The application uses a common AWS architectural design pattern to process its workload and serve content. All the binary image data is stored in an Amazon S3 bucket; the image metadata is stored in Amazon DynamoDB; and the image processing jobs are managed using an Amazon SQS queue.
Here’s what happens when a customer creates a new meme image:
- The JSP page running in AWS Elastic Beanstalk asks Amazon S3 for a set of all the images in the bucket, and displays them to the customer.
- The customer selects their image and a caption to write onto it, then initiates a post.
- The JSP page inserts a new item into DynamoDB containing the customer’s choices, such as the S3 key of the blank image and the caption to write onto it.
- The JSP page inserts a message into the SQS queue containing the ID of the DynamoDB item inserted in the previous step.
- The JSP page polls the DynamoDB item periodically, waiting for the state to become “DONE”.
- A back-end image processing node on Amazon EC2 polls the SQS queue for work to do and finds the message inserted by the JSP page.
- The back-end worker loads the appropriate item from DynamoDB, downloads the blank macro image from Amazon S3, writes the caption onto the image, then uploads it back to the bucket.

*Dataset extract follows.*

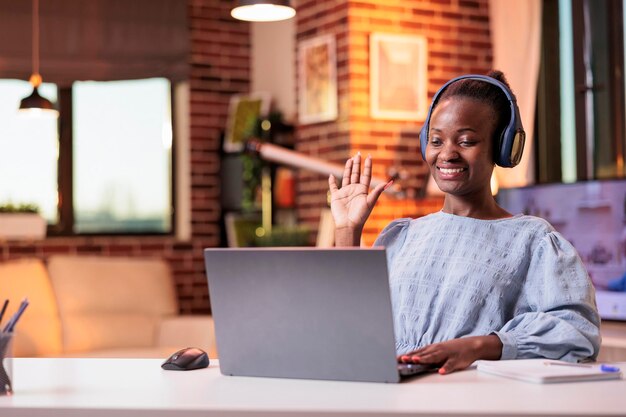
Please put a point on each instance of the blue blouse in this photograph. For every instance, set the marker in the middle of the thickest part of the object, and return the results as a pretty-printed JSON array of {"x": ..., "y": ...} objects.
[{"x": 453, "y": 276}]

- The back-end worker marks the DynamoDB item as “DONE”.
- The JSP page notices the work is done and displays the finished image to the customer.
Several customers in attendance expressed interest in the source code for the application, so we have released it on GitHub. It takes a little work to set up, mostly because you need to add the SDK and its third-party libraries to the project’s classpath. Follow the instructions in the README file, and please let us know how we can improve them!